And it’s one of the nation’s most energy-efficient buildings, to boot.
Located on the edge of a larch forest in Kolasin, Montenegro, Chalet Jelovac is a 3,229-square-foot home created by Sonja Radović Jelovac, the principal of Studio Synthesis Architecture & Design. The residence serves as both Sonja’s family retreat, and as a teaching tool for architecture students.
It’s also one of the most energy-efficient buildings in Montenegro—complete with smart heating and cooling systems, three-layer, low-emission glass windows, and a wood-fired central heating system that recirculates hot water through large-capacity heaters in the basement. "Even at extremely low temperatures, the house still maintains an optimal internal temperature without too much energy consumption," Sonja says.
The home’s exterior features a sharp mix of black galvanized sheet metal and timber, and it was designed with a strong sense of place and a sensitivity to the local landscape. "When the window shutters are completely closed, the home simply resembles a haystack," Sonja points out.
The architect worked with local craftspeople on the details of the home. "The facade was made by local craftsmen, and the shutters are all custom made for each individual window," she says.
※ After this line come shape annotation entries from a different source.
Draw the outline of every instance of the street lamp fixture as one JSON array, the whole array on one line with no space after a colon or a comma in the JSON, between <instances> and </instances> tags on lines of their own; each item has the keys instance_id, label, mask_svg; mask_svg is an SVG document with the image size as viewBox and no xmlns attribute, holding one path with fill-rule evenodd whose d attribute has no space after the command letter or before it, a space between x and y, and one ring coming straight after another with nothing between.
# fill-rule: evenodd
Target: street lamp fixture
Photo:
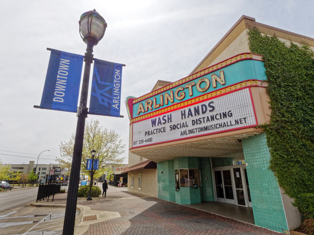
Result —
<instances>
[{"instance_id":1,"label":"street lamp fixture","mask_svg":"<svg viewBox=\"0 0 314 235\"><path fill-rule=\"evenodd\" d=\"M92 159L92 169L90 170L90 183L89 184L89 191L88 192L88 197L86 199L86 201L90 201L92 200L91 196L92 186L93 186L93 180L94 180L94 157L96 154L96 151L95 150L92 150L90 151L93 159Z\"/></svg>"},{"instance_id":2,"label":"street lamp fixture","mask_svg":"<svg viewBox=\"0 0 314 235\"><path fill-rule=\"evenodd\" d=\"M83 41L87 44L87 47L84 56L85 65L83 75L81 98L79 106L78 108L78 122L62 235L73 235L74 233L85 119L88 113L87 97L90 66L93 63L93 49L94 46L97 45L103 37L107 28L106 21L95 9L82 14L78 22L80 33L82 34L81 37Z\"/></svg>"}]
</instances>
Sonja also planned the interior of the home—and she even designed some of the custom-made furniture pieces herself.
Sonja wanted to use materials that "make you feel as if the home has always been there"—a notion she values because of her strong connection with the land. "I've spent a lot of time in this area since I was a child at my grandparents’ home, so for me, this represents an extended childhood—while for my children and extended family, it is a true family nest," she explains.
Sonja loves sharing Chalet Jelovac with her family—but what brings her equal pleasure is using the home as a teaching tool for students of architecture. She organizes both formal and informal research events and architectural workshops, and she is proud to share that Chalet Jelovac was recently used for Montenegro’s 2019 Architectural Student’s Congress—an annual gathering of students and architecture professors.